Once again, articles, guides, and photo essays related to the “rebound” of travel and tourism in Iran can be seen popping up alongside headlines about the Islamic republic’s human rights record, terror sponsorship, persisting tensions with the West, destructive involvement in Syria, and nuclear and military ambitions. The catalyst is the resumption, after a four-year ban, of direct flights from London to Tehran with the UK’s flagship carrier, British Airways – and the subsequent mutual appointment of ambassadors for the first time since 2011, signaling the full restoration of diplomatic ties between the two counties.
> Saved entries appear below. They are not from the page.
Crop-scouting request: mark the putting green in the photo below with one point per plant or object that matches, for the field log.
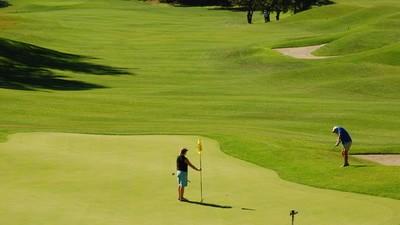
(57, 178)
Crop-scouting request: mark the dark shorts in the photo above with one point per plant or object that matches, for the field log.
(182, 178)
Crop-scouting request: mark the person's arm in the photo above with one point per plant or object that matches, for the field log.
(191, 165)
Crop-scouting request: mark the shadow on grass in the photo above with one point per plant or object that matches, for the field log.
(28, 67)
(4, 4)
(209, 204)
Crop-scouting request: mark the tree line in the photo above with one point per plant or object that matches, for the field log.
(267, 7)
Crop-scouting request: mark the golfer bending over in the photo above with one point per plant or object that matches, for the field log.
(344, 137)
(181, 165)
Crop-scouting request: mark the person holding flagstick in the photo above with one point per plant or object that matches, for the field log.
(182, 164)
(200, 149)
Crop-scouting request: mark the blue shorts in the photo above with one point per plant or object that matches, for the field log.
(182, 178)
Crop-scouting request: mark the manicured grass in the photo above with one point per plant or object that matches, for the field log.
(206, 72)
(57, 179)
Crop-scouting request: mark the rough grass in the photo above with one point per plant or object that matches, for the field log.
(199, 71)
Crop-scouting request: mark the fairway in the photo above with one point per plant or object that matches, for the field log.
(63, 179)
(98, 96)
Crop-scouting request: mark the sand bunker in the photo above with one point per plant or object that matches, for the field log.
(384, 159)
(302, 52)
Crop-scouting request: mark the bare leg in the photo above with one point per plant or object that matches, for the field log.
(181, 191)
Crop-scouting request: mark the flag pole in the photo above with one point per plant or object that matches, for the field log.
(200, 148)
(201, 180)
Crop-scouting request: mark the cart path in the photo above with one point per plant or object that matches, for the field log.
(59, 178)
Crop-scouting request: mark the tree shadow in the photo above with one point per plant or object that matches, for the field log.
(209, 204)
(28, 67)
(4, 4)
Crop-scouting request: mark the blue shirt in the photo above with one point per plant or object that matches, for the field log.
(343, 135)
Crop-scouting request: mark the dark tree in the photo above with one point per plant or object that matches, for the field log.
(4, 3)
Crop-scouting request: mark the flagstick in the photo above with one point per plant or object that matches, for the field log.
(201, 181)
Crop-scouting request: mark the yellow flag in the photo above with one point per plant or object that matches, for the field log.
(199, 146)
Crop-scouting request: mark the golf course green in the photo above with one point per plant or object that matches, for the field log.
(113, 69)
(78, 179)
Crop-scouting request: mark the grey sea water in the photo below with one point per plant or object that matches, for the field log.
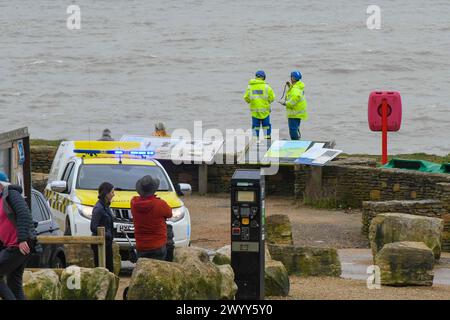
(134, 63)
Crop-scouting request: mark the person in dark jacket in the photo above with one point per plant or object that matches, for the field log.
(149, 218)
(102, 216)
(170, 246)
(16, 239)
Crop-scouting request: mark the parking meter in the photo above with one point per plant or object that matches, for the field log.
(247, 233)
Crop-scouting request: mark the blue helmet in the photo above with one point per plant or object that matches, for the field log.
(3, 177)
(297, 75)
(260, 74)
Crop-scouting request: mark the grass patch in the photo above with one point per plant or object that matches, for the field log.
(408, 156)
(42, 142)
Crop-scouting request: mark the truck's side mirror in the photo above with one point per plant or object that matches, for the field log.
(184, 189)
(58, 186)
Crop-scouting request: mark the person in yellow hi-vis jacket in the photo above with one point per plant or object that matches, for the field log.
(295, 104)
(259, 95)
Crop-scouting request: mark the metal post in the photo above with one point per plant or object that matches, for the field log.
(101, 248)
(384, 115)
(203, 179)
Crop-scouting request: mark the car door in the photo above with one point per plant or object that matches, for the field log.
(58, 200)
(45, 226)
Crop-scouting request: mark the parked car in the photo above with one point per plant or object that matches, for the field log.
(52, 255)
(80, 167)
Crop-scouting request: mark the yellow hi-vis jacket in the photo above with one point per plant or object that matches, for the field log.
(259, 95)
(296, 102)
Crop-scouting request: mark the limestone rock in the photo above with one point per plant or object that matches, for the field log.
(191, 276)
(307, 261)
(221, 259)
(279, 229)
(41, 285)
(406, 263)
(79, 255)
(276, 279)
(395, 227)
(88, 284)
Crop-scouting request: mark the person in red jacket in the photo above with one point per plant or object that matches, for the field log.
(149, 218)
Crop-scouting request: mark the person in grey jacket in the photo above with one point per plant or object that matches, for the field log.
(16, 239)
(102, 216)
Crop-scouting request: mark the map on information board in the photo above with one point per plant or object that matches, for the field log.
(287, 149)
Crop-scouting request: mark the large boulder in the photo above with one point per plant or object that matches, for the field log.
(279, 229)
(395, 227)
(276, 279)
(41, 285)
(191, 276)
(405, 264)
(88, 284)
(307, 261)
(82, 255)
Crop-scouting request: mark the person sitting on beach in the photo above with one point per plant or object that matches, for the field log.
(160, 130)
(106, 136)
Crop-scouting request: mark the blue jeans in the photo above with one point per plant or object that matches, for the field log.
(158, 254)
(265, 123)
(294, 128)
(12, 265)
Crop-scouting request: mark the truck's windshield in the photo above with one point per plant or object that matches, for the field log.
(122, 177)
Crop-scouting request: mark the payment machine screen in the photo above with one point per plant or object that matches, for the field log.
(245, 212)
(246, 196)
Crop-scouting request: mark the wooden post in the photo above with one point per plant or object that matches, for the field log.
(314, 184)
(202, 179)
(101, 248)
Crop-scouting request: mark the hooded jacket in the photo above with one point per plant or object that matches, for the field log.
(149, 218)
(18, 212)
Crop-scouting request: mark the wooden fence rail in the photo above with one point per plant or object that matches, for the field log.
(96, 240)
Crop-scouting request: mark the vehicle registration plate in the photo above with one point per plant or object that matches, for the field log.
(127, 228)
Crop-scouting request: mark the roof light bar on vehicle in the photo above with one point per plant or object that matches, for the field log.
(115, 152)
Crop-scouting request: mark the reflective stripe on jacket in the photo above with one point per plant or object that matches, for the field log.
(259, 95)
(296, 102)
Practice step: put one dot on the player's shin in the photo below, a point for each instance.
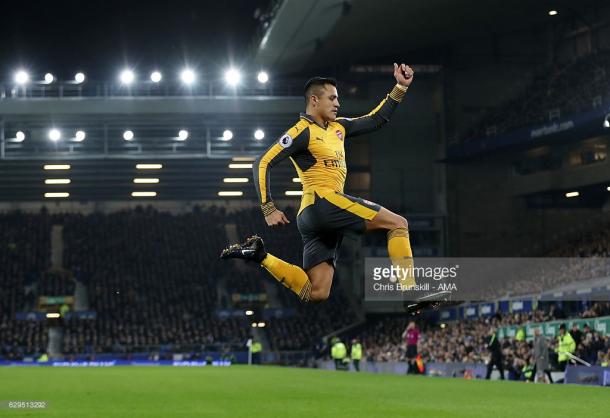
(399, 249)
(291, 276)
The airline’s decision to resume flights to Tehran sparked a media reaction, with British outlets in particular publishing profiles of Iran as a travel destination – a media trend on which we have commented in the past, writing that such coverage often romanticizes, builds on and exaggerates Iran’s image – in keeping with the “moderate” image its regime attempts to maintain – to gloss over the still-risky aspects of travel (and business) in Iran, from continued hostility towards the West, to modesty policing, to arbitrary arrests of dual citizens.
Thus, the warming ties between London and Tehran were met with praise from some media outlets, but criticism from others. Al Jazeera, for example, viewed the steps taken by the UK in recent days not only as a sign of closer relations between London and Tehran, but as “another sign” of Iran’s “warming ties” to “Western countries” at large – despite the Islamic republic’s continued hostility toward the West, and despite growing indications that its “goodwill gestures” are anything but.
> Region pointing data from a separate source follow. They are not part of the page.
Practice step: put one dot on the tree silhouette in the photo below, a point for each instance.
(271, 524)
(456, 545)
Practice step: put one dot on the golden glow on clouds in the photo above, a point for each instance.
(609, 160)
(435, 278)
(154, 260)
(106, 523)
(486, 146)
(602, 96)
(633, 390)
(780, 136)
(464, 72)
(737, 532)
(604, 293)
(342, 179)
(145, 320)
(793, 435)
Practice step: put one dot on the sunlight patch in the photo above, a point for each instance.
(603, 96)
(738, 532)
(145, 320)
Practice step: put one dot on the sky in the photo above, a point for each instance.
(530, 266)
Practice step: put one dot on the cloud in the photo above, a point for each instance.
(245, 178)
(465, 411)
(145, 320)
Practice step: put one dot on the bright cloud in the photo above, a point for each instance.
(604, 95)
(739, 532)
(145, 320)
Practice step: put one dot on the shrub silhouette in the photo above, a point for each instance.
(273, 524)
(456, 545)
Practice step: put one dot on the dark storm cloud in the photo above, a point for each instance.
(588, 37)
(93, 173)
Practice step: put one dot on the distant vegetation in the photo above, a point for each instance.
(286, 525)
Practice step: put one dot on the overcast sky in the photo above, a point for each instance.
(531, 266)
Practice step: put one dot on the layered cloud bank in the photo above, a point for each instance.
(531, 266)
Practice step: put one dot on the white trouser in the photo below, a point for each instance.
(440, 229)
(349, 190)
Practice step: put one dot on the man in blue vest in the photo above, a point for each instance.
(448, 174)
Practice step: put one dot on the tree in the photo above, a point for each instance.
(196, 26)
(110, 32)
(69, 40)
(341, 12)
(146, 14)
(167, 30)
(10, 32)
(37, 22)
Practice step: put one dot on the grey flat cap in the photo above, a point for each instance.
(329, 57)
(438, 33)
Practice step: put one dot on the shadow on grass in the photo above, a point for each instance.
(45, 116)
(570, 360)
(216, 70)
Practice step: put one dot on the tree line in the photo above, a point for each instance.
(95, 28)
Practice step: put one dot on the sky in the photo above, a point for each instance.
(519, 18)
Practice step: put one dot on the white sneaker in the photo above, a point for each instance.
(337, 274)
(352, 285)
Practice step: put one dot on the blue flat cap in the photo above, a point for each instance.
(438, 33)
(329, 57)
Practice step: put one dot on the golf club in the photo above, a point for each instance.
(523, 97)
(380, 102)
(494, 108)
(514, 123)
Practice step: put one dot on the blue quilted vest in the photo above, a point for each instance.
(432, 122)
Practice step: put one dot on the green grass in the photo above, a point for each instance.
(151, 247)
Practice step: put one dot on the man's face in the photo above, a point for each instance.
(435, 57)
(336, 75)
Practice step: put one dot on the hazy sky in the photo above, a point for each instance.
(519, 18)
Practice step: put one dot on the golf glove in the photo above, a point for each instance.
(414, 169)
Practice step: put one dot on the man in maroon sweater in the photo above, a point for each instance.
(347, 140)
The Guardian’s coverage was more reserved, noting – like British Foreign Secretary Boris Johnson – that even as diplomatic ties between the two countries get an “upgrade,” “deep concern” remains over various matters relating to Iran, including the continued detention of British-Iranian mother and charity worker Nazanin Zaghari-Ratcliffe. Another UK outlet, Metro, put it more succinctly in its headline – “You can now fly to Iran again – if you fancy your chances.” Other outlets highlighted the country’s human rights abuses – chief among them being Amnesty UK, which warned travellers that they could now fly direct from London Heathrow via Tehran to Evin Prison. Somehow, in light of this headline, Iran travel guides such as the one recently compiled by The Independent – enticingly promising a “surprisingly welcoming,” “untouched” destination full of “riches” for “intrepid globetrotters” to enjoy – seem incongruous and farcical.